One of the things we want RD3 to address, is just getting basic feature usage information so there’s data out there to help diagnose and prioritize any issues. Logging in RD2 is pretty extensive and verbose already, but it’s very organic and missing in some places; in RD3 logging is built into the base classes for every server-side handler, and with requests coming in asynchronously we need a better way to track what entries belong to which request, and this is exactly what telemetry logs do. The telemetry server will be fully configurable and will never transmit any PII information anywhere. As it handles telemetry events, this server serializes and enqueues telemetry payloads; the queue can then be reviewed, filtered, manually transmitted or cleared, or it can be configured to transmit periodically in batches – the receiving end will be hosted on api.rubberduckvba.com, and there’s a storage concern that may require severely limiting how much data we can keep around and aggregate (probably going to need to sample the data / reject most payloads!), but that’s a concern for another day.

Ultimately the goal is to surface the entire dataset through some explorable dashboards, charts, and tables on the website, so everyone can see what data is being collected: exactly none of it is going to be a secret.

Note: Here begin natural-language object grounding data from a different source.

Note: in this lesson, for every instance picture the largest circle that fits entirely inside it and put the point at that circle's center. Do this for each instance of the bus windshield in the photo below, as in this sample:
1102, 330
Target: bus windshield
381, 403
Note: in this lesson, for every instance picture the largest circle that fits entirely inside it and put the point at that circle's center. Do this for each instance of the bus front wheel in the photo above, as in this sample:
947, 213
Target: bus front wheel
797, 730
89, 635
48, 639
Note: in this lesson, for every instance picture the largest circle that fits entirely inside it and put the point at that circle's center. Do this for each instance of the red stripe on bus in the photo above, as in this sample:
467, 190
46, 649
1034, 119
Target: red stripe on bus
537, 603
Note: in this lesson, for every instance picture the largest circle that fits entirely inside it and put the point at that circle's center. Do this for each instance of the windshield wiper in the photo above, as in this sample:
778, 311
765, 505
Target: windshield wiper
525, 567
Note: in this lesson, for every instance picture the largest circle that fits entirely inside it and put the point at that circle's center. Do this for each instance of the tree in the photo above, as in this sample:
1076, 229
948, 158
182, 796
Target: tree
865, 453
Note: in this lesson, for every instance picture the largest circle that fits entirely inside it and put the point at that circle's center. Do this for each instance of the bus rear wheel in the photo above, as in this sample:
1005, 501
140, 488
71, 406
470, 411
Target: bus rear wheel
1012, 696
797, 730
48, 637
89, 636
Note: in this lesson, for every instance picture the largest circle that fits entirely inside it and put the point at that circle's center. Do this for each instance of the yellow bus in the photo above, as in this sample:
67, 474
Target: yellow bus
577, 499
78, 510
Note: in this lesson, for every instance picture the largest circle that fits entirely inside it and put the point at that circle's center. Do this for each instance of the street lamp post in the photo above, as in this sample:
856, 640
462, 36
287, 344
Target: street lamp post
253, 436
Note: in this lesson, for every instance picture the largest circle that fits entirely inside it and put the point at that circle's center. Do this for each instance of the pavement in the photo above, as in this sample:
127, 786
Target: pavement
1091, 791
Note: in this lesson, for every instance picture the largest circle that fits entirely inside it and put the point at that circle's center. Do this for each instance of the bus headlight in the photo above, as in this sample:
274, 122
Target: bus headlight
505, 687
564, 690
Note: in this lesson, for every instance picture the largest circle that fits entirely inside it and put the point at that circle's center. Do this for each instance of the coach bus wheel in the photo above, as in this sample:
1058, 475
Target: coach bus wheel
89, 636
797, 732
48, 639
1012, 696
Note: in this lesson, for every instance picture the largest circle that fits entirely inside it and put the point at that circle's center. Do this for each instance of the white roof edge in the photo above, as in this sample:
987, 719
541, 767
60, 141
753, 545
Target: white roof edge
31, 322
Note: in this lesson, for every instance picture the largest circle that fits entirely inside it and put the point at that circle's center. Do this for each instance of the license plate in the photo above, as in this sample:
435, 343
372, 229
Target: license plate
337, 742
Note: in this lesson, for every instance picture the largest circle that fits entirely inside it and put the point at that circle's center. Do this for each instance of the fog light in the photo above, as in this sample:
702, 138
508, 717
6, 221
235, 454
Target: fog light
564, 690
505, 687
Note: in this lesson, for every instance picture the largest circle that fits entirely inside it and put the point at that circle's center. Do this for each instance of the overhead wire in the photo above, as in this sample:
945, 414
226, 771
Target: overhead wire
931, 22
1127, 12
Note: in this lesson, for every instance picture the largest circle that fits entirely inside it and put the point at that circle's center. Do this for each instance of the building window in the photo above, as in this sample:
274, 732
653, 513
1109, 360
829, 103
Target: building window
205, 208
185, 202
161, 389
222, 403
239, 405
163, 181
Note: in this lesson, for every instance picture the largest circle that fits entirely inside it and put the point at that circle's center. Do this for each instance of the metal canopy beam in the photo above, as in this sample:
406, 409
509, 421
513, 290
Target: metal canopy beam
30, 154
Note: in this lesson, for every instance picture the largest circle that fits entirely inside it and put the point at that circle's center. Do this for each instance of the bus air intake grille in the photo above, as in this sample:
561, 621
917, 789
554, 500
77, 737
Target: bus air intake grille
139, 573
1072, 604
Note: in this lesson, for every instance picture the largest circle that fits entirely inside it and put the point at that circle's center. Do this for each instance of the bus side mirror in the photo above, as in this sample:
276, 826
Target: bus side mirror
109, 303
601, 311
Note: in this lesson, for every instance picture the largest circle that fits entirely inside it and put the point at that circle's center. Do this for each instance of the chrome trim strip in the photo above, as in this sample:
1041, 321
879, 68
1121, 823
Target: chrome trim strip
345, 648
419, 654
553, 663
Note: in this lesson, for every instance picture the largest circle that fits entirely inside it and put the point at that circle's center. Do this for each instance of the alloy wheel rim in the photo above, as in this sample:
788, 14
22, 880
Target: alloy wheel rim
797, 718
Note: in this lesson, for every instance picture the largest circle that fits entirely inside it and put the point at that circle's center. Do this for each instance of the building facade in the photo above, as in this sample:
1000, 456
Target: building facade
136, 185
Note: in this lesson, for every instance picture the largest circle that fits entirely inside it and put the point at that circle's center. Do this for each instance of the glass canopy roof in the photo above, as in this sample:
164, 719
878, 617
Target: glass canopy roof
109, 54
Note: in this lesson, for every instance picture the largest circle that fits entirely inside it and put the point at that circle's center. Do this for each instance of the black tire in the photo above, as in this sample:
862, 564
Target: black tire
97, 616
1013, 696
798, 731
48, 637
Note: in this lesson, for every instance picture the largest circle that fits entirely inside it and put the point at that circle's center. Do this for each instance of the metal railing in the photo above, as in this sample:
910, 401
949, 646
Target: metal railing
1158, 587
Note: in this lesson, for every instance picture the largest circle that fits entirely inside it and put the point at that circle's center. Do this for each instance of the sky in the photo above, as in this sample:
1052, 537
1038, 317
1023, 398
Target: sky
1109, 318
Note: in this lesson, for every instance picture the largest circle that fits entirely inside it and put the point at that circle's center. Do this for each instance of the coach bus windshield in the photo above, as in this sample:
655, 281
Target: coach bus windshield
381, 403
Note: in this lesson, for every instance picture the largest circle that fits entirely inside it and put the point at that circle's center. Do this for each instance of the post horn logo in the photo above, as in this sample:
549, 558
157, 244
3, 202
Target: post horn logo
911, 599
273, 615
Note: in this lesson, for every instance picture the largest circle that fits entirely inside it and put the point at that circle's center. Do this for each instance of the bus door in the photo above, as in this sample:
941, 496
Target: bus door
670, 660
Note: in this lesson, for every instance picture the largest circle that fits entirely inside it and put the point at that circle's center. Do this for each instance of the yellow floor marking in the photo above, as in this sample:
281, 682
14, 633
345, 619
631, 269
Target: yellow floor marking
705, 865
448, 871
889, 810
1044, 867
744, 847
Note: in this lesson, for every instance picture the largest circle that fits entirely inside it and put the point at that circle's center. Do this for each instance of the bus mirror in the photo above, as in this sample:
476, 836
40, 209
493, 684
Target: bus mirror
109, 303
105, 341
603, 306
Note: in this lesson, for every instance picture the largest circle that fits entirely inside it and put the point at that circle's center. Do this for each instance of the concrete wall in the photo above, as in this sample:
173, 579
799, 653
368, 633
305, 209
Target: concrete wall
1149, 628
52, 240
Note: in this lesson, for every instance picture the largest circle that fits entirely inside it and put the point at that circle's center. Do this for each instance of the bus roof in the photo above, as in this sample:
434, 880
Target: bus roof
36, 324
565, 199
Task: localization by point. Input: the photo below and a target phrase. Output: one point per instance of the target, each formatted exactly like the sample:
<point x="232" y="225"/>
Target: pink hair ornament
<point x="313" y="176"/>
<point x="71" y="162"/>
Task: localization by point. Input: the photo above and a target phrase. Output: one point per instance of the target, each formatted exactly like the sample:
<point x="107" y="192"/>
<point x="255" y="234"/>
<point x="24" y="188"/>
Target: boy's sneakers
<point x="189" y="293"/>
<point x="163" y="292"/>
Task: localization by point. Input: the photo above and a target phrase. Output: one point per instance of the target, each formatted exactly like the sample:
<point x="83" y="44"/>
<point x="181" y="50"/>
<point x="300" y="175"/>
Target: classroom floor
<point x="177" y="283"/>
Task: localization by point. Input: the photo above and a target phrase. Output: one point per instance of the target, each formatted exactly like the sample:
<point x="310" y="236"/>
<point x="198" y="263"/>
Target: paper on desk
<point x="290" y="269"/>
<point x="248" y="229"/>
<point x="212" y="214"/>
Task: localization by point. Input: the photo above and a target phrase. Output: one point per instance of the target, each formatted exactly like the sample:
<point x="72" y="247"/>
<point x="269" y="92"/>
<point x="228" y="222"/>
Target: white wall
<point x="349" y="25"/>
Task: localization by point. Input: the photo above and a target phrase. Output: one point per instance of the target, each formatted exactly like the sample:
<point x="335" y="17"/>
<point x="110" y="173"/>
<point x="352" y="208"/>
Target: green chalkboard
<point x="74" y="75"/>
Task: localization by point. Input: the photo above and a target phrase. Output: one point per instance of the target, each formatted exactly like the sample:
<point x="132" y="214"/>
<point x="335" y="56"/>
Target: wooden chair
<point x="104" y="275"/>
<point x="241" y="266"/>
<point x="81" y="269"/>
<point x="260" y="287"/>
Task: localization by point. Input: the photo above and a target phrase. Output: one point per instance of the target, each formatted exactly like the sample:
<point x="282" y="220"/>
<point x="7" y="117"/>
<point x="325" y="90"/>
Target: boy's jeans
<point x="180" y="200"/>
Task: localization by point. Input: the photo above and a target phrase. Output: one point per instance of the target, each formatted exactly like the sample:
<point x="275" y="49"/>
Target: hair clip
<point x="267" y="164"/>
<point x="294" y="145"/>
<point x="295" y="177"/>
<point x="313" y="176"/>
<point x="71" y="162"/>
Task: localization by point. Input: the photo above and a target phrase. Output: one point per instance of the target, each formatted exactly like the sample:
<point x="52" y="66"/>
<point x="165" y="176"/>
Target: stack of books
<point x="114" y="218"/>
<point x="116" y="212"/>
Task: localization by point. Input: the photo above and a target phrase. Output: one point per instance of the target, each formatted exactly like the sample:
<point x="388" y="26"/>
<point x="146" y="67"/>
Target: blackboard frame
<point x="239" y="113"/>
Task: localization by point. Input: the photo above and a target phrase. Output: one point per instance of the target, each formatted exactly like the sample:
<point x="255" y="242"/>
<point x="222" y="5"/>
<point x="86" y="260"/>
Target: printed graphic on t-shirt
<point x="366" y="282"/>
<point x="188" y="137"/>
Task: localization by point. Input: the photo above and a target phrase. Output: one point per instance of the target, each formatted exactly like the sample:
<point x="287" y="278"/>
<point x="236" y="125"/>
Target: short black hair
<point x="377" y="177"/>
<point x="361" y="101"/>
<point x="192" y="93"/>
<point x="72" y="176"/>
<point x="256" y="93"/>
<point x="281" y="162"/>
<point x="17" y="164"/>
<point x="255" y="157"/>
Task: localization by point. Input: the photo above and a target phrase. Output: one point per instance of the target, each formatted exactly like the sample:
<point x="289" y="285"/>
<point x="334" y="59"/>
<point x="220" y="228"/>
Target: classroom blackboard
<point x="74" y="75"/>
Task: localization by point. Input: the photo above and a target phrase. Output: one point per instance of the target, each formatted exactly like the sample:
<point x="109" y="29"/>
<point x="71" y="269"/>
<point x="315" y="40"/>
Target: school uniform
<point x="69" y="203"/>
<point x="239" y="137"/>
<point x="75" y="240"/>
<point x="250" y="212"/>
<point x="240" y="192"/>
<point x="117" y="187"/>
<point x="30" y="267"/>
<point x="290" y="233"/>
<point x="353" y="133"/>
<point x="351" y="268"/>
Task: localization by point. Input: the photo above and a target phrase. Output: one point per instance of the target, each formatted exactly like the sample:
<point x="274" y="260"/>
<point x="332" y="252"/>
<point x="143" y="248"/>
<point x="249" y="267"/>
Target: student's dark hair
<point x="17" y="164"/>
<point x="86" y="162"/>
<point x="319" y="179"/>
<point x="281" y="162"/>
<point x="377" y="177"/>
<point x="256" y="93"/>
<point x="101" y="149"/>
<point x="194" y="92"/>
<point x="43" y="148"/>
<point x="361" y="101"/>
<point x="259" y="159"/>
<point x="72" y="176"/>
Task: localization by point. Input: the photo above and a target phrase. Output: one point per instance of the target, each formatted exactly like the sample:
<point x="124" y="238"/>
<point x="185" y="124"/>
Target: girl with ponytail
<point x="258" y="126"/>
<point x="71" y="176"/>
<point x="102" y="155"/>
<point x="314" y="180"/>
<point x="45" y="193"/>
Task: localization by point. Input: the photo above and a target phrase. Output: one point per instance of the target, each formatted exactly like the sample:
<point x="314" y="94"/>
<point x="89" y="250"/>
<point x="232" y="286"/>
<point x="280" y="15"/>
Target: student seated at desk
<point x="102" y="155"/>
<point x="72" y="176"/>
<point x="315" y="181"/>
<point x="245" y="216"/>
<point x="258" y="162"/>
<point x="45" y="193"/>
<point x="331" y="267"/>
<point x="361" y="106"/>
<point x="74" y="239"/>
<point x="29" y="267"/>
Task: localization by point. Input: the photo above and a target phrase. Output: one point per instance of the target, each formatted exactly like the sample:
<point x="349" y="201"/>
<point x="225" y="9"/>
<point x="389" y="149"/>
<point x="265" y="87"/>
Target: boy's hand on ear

The language server will be able to send language-level telemetry data, on top of everything else that’s useful for debugging. Aggregating this data would allow us to expose how our users are using VBA, from simple metrics like the number of modules in a project to interesting tidbits such as the average number of expressions in a conditional, or what kind of loop constructs people use the most (e.g. While…Wend vs Do…Loop), whether our users declare and fire custom events, implement interfaces, …anything we can think of, really. This obviously isn’t a priority, but it’s been on my mind ever since I heard the Microsoft Excel product team mention they haven’t got the slightest idea of what people do with VBA: seen by the right eyes this data could, ironically, eventually possibly contribute to achieving feature-parity in the VBA alternatives being developed by Microsoft… or rest the case that VBA cannot be taken away because what people do with it involves things that aren’t going to be supported in prospective so-called alternatives (looking at you, OfficeJS).